Si les entreprises restent les premières victimes du préjudice économique occasionné par le risque environnemental, les compagnies d’assurance, elles, en tant que partenaires financiers, en font également les frais. En France, depuis quelques années, les assureurs ont bien pris la mesure des enjeux liés au coût des indemnisations des sinistres naturels. Dans son étude publiée en 2015 sur le changement climatique et assurance à l'horizon 2040, la Fédération française des assurances (FFA) évalue à 48,3 millions d’euros le montant des indemnisations versées entre 1988 et 2013. L’institution prévoit d’ailleurs une augmentation de 90 % de ce montant entre 2014 et 2039, pour atteindre les 92 milliards d’euros. Dans ce contexte, assureurs comme assurés doivent se montrer proactifs : les en développant des solutions de prévention, les autres évitant les comportements à risque et adoptant des mesures de prévention. Telles sont les recommandations formulées par la profession dans son livre blanc de la prévention et de la protection des aléas naturels publié en 2016. Toutefois, « l’efficacité de cette politique de prévention passe nécessairement par l’implication concrète des pouvoirs publics », conclut la FFA.

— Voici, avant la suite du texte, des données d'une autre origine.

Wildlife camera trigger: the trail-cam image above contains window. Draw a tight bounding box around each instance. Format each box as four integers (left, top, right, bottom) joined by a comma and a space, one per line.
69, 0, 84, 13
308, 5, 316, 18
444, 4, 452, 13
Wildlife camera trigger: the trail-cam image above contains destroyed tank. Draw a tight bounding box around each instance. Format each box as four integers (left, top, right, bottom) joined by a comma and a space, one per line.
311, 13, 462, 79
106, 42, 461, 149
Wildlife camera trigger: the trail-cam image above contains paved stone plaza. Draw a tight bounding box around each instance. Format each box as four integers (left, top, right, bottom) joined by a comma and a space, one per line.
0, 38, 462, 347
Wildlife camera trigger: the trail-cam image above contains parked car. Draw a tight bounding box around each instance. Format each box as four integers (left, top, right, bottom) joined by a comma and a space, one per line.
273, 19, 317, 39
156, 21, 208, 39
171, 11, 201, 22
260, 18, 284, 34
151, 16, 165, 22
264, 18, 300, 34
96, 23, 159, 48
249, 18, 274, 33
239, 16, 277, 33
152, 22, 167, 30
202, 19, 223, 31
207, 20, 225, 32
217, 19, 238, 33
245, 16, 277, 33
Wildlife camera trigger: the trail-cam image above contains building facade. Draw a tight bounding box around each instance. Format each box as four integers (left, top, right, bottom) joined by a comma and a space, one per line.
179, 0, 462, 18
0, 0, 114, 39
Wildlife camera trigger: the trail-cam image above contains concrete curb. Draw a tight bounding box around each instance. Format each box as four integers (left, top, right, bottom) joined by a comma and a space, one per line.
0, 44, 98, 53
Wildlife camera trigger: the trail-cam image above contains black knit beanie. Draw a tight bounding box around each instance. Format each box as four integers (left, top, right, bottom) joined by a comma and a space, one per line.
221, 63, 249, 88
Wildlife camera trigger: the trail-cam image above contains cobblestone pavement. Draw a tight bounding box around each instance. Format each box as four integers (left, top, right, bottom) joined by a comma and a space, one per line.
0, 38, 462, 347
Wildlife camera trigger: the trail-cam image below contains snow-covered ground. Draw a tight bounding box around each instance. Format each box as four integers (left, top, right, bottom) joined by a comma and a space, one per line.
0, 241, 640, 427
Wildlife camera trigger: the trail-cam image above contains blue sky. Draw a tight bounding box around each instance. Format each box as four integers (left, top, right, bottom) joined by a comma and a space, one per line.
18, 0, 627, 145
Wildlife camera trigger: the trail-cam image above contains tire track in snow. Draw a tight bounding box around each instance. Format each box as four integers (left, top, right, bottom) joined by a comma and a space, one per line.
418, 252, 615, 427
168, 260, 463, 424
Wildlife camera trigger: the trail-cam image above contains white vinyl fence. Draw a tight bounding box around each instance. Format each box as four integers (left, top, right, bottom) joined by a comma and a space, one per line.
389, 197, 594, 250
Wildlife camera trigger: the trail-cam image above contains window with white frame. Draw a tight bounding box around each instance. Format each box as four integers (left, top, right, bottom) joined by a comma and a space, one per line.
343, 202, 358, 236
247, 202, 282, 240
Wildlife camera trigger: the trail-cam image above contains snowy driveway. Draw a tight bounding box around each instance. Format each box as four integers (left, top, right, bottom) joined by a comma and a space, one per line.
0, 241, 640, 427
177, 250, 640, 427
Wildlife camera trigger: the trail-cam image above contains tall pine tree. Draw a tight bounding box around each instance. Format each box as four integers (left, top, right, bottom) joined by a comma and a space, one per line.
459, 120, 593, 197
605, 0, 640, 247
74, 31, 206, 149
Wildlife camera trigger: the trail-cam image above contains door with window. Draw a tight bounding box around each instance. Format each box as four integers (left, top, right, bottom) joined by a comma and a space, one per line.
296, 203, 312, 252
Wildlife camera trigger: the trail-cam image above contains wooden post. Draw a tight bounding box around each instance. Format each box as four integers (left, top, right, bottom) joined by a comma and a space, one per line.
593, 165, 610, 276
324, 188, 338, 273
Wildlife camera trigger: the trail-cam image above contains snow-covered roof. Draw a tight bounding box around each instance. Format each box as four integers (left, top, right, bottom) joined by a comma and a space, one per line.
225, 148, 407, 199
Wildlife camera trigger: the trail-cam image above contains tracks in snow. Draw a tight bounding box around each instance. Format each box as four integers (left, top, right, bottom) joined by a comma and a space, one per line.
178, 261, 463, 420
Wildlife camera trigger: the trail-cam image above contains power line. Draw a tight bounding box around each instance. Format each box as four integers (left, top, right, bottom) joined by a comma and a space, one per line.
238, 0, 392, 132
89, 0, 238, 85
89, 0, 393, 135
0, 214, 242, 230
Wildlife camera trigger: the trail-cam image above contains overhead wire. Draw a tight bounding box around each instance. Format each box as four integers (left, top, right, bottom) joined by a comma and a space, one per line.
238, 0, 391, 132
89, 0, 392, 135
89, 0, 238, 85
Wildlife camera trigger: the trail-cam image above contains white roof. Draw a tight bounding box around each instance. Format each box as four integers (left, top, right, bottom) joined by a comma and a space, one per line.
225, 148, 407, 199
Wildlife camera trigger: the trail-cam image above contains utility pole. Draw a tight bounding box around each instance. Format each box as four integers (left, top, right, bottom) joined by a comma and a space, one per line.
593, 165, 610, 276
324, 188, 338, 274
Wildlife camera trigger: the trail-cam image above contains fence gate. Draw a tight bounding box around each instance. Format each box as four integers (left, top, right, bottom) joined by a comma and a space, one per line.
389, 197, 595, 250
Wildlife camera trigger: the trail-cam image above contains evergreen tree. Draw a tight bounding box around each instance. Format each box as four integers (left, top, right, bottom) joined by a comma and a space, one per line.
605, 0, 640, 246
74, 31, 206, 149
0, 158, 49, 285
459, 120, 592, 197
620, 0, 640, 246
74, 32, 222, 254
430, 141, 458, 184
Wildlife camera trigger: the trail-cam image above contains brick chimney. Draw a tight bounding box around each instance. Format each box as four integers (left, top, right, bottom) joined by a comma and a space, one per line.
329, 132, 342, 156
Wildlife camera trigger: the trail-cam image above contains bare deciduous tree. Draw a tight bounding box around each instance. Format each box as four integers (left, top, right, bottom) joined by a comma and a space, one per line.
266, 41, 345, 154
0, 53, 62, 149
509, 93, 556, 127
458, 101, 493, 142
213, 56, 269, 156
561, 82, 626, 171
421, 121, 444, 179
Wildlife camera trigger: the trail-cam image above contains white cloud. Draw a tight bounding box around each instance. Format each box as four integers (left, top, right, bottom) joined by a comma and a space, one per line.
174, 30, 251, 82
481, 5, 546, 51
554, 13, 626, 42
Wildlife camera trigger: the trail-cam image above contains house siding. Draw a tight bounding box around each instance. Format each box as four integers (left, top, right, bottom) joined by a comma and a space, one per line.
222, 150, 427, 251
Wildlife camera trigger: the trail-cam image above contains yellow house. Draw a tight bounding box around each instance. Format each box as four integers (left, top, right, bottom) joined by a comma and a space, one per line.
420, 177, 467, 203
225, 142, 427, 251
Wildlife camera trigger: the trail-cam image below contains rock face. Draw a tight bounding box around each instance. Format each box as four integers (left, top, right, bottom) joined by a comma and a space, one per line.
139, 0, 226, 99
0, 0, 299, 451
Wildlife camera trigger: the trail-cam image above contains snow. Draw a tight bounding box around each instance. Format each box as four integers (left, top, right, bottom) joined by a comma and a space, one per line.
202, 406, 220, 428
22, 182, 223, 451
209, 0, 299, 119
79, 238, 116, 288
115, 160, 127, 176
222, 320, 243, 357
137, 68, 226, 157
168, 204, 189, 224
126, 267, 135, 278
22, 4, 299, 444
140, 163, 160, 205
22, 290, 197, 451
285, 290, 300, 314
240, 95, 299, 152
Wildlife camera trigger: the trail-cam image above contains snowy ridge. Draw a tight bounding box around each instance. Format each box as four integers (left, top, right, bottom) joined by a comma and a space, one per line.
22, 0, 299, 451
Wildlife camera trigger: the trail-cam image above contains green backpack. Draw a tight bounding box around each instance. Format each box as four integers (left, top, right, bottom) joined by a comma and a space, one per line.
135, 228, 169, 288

Vers une réforme du régime des catastrophes naturelles ?

Instauré par la loi du 13 juillet 1982, le régime des catastrophes naturelles prévoit que tout contrat d'assurance-dommages ouvre droit à la garantie contre les catastrophes naturelles. Mais pour bénéficier de cette couverture, une commission interministérielle doit préalablement constater l’état de catastrophe naturelle. Ce dispositif hybride, fondé sur le principe de solidarité nationale, fait intervenir les sociétés d’assurance, la caisse centrale de réassurance (CCR) ainsi que l’État pour les indemnisations au-delà d’un certain montant. S’il a permis de corriger les carences de couvertures des risques naturels majeurs, le modèle est remis en cause par les assureurs depuis plusieurs années en raison notamment de son manque de transparence et de sa complexité. La profession réclame, entre autres, la généralisation des frais de relogement des sinistrés ou encore la possibilité de fixer librement la franchise de la garantie de catastrophes naturelles pour les grandes entreprises et les collectivités territoriales. Sans succès. Cependant, c’était sans compter sur la détermination du Sénat qui a remis le sujet dans le débat public à l’été 2019. Après de nombreuses tentatives et promesses de réformes restées vaines, le Sénat a adopté le 15 janvier 2020 le projet de modernisation du régime des catastrophes naturelles. Une lueur d’espoir pour les assureurs même si la bataille est encore loin d’être terminée.